The sponsoring parent must file Form I-130 with supporting documentation, which will differ depending on the type of parental relationship they have to the immigrating child. Additionally, the I-864 must be filed to show financial support for the immigrating family member. An I-485 may be filed at the same time, or afterwards to adjust status.
Only a US Citizen over 21 years old may sponsor their parents as immediate family members, this route is not available for parents of LPRs.
The sponsor must file Form I-130 with supporting documentation proving their relationship to their parents. An I-864 must be filed showing financial support for the immigrating parent. The immigrating parent must file Form I-485, either at the time the I-130 is filed or afterwards in order to transition to legal permanent resident status
Family Preference Category – Non-immediate relatives
Congress has put a limit on the number of family visas that may be granted each year for non-immediate family members. As a result, non-immediate relative, or relatives in the family preference category, can only acquire a family visa after being placed on a waiting list. The family preference category includes the following types of relatives for US citizens:
- Unmarried children over age 21
- Married children
- Brothers and sisters
In all of these circumstances, the sponsoring citizen must file Form I-130 and I-864 with USCIS. The supporting documentation differs, but you must prove the relationship between the sponsor and immigrant family member by providing the documents required by USCIS. At this point, the immigrant family member is placed on a waiting list. Wait times vary widely, and are reviewed with different levels of priority depending upon the type of relative.

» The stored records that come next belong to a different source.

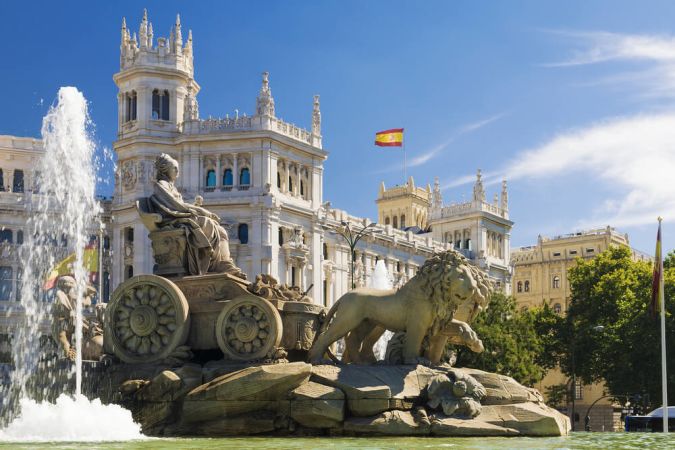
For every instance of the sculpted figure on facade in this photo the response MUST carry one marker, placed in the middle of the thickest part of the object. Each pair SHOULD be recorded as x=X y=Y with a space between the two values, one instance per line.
x=63 y=321
x=207 y=247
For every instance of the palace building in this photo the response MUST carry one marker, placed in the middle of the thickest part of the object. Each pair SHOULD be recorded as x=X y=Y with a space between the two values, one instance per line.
x=262 y=175
x=480 y=230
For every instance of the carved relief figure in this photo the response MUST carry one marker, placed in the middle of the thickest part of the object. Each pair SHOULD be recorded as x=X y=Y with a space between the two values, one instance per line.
x=63 y=321
x=207 y=242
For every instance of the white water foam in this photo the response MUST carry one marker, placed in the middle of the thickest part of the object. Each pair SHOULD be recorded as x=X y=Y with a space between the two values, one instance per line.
x=71 y=420
x=64 y=209
x=381 y=280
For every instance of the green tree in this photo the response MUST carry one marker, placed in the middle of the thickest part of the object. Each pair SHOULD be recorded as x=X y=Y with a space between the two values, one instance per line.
x=520 y=344
x=608 y=331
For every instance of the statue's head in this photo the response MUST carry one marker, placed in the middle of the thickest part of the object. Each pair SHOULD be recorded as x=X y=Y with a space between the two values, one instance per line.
x=166 y=168
x=66 y=283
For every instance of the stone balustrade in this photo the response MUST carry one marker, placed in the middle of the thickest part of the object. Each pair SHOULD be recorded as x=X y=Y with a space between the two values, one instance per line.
x=246 y=123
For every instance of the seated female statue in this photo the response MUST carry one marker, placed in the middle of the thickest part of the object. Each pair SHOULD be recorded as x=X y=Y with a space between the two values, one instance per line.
x=207 y=248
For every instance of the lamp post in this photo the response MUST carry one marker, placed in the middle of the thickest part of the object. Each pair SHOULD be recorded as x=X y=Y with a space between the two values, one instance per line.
x=353 y=236
x=573 y=390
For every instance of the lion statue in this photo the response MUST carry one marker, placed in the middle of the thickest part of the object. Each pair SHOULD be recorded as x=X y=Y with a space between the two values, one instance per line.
x=437 y=303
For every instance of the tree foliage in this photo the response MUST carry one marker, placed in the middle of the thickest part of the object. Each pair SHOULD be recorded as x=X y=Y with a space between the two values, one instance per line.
x=608 y=331
x=520 y=344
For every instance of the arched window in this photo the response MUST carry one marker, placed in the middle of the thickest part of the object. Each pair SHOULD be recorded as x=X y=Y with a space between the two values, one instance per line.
x=17 y=185
x=228 y=179
x=19 y=284
x=160 y=105
x=6 y=236
x=131 y=106
x=245 y=177
x=6 y=283
x=242 y=232
x=556 y=282
x=211 y=178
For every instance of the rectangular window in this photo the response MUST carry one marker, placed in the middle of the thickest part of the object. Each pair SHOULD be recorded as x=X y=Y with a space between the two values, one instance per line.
x=17 y=184
x=5 y=283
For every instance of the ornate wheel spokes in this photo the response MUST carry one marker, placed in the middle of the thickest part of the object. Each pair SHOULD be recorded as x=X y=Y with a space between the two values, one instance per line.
x=147 y=319
x=248 y=328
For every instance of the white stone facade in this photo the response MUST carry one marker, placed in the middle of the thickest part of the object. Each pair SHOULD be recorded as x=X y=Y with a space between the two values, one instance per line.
x=263 y=176
x=479 y=229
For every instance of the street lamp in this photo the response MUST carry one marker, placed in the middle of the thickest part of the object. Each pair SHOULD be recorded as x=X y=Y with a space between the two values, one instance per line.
x=353 y=236
x=597 y=328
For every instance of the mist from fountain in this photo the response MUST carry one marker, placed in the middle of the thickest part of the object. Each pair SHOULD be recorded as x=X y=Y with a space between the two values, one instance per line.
x=62 y=209
x=380 y=279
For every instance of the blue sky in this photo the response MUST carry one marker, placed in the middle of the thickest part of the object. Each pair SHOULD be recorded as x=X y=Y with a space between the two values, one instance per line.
x=572 y=102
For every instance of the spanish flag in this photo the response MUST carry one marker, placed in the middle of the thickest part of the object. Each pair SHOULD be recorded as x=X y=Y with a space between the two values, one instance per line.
x=65 y=267
x=389 y=138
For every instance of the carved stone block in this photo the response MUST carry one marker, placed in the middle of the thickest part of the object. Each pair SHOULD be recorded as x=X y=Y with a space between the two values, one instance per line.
x=168 y=248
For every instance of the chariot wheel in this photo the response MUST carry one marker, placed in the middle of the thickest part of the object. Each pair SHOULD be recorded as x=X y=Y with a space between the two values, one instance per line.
x=146 y=319
x=248 y=328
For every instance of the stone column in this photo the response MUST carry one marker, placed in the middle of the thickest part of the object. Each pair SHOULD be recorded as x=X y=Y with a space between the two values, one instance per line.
x=219 y=175
x=235 y=170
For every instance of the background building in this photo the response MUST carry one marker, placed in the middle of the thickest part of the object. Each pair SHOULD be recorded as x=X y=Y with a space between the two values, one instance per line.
x=263 y=176
x=481 y=231
x=540 y=276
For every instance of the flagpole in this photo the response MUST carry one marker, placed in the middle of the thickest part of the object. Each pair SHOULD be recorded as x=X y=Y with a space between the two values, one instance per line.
x=664 y=377
x=405 y=170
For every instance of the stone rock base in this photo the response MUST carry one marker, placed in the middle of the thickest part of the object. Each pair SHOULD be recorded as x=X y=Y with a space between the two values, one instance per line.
x=223 y=399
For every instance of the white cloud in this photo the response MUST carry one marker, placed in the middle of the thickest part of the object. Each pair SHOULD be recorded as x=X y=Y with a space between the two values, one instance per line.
x=651 y=74
x=634 y=155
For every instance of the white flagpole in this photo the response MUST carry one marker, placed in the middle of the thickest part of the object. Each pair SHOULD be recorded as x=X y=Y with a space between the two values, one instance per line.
x=405 y=169
x=664 y=377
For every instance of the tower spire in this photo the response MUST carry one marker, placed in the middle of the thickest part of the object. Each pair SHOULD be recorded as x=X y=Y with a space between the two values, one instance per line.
x=436 y=197
x=316 y=117
x=478 y=191
x=150 y=35
x=505 y=196
x=143 y=30
x=265 y=101
x=178 y=38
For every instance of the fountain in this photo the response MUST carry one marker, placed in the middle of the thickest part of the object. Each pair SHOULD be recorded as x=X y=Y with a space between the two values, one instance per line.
x=63 y=212
x=381 y=280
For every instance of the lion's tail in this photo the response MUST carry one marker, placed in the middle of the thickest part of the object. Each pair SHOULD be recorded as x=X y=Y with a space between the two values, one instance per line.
x=331 y=312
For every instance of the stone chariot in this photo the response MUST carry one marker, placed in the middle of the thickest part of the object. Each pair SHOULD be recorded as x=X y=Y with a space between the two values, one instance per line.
x=153 y=317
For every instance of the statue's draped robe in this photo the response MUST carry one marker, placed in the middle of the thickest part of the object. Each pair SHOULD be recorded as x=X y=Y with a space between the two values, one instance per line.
x=207 y=248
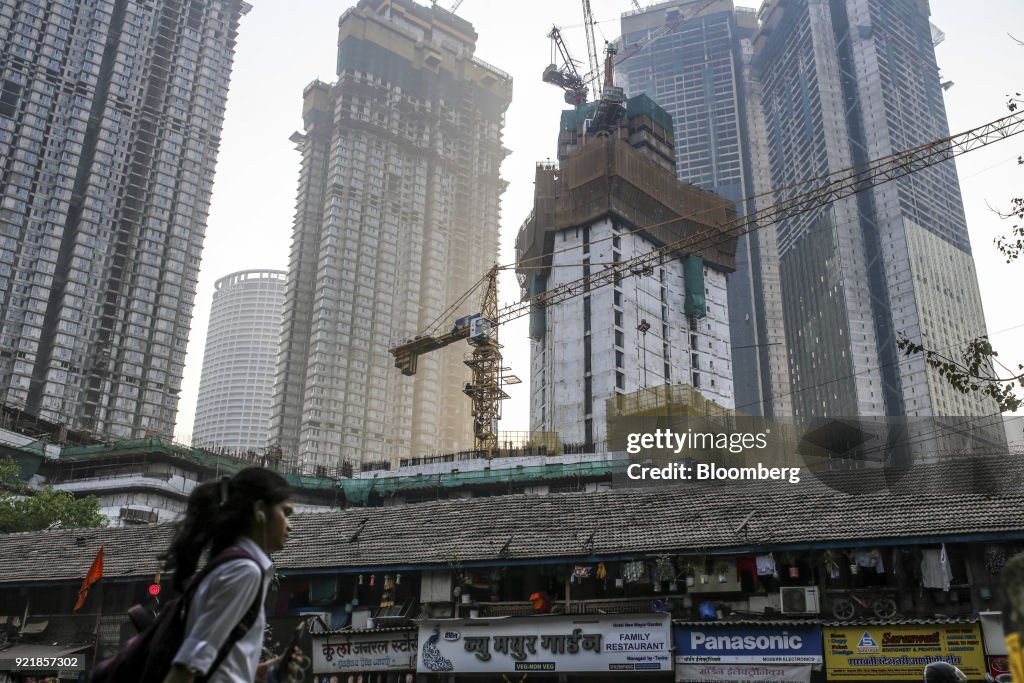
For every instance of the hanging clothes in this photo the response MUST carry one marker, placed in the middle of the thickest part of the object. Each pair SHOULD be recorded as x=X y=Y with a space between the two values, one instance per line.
x=766 y=564
x=935 y=570
x=634 y=572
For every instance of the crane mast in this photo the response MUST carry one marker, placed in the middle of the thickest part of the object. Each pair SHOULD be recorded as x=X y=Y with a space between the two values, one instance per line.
x=485 y=363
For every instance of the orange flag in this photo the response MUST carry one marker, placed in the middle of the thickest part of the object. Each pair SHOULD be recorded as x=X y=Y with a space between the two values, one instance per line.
x=95 y=573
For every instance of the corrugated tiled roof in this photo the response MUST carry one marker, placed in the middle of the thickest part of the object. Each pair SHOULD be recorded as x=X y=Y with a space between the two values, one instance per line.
x=952 y=499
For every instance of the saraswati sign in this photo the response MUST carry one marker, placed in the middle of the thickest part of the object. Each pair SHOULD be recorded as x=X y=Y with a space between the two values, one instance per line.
x=387 y=650
x=621 y=643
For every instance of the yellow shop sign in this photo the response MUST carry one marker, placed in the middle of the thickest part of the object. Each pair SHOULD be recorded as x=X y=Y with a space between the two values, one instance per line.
x=901 y=652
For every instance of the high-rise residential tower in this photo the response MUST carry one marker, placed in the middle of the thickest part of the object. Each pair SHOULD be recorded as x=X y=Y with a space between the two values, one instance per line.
x=110 y=124
x=397 y=216
x=239 y=366
x=691 y=57
x=841 y=83
x=613 y=196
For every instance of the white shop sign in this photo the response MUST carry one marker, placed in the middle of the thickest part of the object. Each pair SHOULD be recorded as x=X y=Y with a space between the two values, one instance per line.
x=389 y=650
x=622 y=643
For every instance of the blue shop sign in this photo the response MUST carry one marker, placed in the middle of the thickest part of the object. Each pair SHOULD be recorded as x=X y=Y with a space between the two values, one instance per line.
x=749 y=644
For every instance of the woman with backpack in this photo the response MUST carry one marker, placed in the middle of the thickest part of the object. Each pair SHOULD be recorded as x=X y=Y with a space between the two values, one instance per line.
x=240 y=520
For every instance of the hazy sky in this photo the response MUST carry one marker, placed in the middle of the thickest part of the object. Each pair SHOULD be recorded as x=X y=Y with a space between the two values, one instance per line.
x=285 y=45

After the I-130 has begun to be reviewed by USCIS, the immigrant must file Form I-485 to adjust the family visa into green card status.

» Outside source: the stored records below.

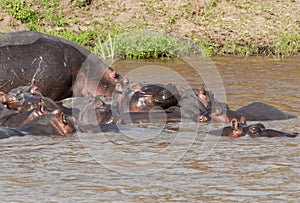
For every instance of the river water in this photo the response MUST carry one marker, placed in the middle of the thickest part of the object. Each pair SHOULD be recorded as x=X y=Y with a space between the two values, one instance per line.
x=174 y=161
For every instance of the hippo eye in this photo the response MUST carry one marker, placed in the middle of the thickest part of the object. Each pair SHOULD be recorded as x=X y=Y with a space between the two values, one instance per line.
x=63 y=118
x=98 y=104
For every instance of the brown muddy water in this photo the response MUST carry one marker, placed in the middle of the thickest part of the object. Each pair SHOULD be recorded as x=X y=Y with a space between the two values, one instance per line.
x=169 y=161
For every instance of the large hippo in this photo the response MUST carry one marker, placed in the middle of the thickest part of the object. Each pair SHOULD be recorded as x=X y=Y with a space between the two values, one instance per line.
x=55 y=124
x=239 y=128
x=60 y=68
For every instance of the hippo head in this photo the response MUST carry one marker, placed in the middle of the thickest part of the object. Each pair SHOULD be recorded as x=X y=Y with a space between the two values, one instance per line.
x=237 y=128
x=49 y=124
x=97 y=111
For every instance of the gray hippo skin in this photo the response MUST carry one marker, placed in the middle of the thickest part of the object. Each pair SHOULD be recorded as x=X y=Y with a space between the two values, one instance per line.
x=240 y=128
x=53 y=63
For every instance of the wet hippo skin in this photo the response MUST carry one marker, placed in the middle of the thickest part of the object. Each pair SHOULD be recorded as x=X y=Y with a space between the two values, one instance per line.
x=53 y=63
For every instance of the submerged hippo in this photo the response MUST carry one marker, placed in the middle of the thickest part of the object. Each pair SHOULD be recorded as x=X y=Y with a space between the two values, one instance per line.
x=138 y=99
x=200 y=105
x=255 y=111
x=59 y=67
x=49 y=124
x=55 y=124
x=240 y=128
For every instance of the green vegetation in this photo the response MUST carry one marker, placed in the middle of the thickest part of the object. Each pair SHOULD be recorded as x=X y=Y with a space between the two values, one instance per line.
x=231 y=27
x=144 y=45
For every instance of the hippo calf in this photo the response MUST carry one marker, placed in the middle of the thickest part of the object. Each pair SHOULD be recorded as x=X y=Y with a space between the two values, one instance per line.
x=240 y=128
x=60 y=68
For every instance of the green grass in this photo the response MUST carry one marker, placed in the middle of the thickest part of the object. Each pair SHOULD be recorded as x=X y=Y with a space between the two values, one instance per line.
x=111 y=39
x=143 y=45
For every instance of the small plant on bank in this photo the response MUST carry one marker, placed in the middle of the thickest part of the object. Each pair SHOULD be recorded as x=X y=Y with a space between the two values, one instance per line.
x=144 y=45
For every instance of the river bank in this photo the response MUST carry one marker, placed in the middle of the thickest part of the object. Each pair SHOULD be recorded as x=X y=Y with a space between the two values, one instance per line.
x=219 y=27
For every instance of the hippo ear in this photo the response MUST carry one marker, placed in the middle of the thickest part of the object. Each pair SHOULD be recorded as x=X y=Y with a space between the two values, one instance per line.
x=218 y=110
x=90 y=97
x=42 y=109
x=2 y=98
x=119 y=87
x=63 y=118
x=234 y=124
x=113 y=74
x=243 y=120
x=182 y=90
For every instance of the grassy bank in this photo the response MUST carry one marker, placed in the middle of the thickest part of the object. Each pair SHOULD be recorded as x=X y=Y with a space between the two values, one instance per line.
x=219 y=27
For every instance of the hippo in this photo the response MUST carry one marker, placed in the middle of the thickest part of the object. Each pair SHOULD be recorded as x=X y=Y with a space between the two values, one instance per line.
x=10 y=118
x=255 y=111
x=60 y=68
x=92 y=110
x=240 y=128
x=133 y=97
x=48 y=124
x=25 y=98
x=55 y=124
x=198 y=104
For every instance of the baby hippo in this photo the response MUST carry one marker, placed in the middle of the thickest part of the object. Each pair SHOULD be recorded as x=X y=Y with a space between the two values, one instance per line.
x=240 y=128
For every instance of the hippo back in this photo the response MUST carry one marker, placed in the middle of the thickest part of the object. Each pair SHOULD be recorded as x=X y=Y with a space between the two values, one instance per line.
x=52 y=62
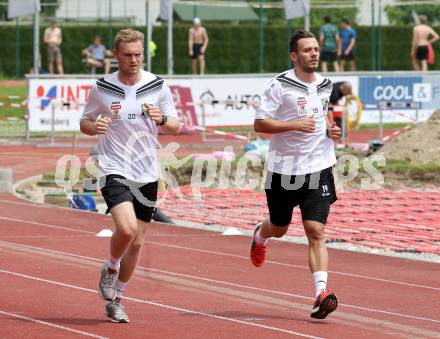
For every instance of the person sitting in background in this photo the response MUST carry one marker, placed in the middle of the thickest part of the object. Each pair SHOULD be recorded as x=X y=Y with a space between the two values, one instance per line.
x=423 y=37
x=339 y=90
x=95 y=55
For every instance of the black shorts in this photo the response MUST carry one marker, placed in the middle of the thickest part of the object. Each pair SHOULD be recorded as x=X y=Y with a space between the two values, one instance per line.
x=313 y=197
x=197 y=51
x=348 y=57
x=422 y=53
x=115 y=192
x=328 y=56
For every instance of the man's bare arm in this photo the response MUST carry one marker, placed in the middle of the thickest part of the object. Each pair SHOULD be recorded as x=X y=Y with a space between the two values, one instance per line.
x=91 y=127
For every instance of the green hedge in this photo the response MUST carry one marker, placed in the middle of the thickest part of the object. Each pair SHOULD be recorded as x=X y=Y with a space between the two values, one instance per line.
x=232 y=48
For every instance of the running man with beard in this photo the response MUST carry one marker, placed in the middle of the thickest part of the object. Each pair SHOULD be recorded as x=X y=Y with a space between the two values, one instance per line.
x=125 y=109
x=301 y=155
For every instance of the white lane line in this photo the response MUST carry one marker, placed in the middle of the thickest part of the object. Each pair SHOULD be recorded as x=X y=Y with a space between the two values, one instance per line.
x=229 y=283
x=46 y=323
x=234 y=256
x=174 y=308
x=291 y=265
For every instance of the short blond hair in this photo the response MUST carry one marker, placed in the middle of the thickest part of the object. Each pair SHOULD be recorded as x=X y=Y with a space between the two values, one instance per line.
x=128 y=35
x=423 y=19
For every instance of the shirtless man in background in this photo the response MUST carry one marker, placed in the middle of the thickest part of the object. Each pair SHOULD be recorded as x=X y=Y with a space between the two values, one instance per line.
x=420 y=42
x=197 y=44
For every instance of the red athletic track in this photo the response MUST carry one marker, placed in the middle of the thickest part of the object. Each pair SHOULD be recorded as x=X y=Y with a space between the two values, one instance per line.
x=197 y=284
x=191 y=283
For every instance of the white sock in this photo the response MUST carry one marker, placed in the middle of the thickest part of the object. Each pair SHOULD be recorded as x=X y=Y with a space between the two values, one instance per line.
x=259 y=239
x=320 y=281
x=120 y=288
x=113 y=263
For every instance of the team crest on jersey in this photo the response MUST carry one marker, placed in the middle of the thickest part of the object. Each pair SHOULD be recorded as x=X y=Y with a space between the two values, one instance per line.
x=324 y=102
x=301 y=102
x=145 y=109
x=115 y=107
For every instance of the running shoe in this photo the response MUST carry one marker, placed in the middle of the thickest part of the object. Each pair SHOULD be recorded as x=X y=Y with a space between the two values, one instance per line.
x=257 y=251
x=116 y=312
x=325 y=304
x=107 y=283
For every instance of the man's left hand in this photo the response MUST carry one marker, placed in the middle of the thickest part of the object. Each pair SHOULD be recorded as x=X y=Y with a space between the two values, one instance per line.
x=334 y=131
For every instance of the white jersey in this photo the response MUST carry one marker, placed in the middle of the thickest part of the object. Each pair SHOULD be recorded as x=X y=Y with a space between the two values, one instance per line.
x=129 y=146
x=288 y=98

What is consular processing?
If the immigrating family member is outside of the United States at the time of filing then USCIS will work with the US Department of State to review the petition. This is referred to as consular processing. It is important to note whether or not your case will proceed through consular processing, as it may change the means by which you submit your documentation, and will almost certainly change the time it takes for a decision to be made on your case.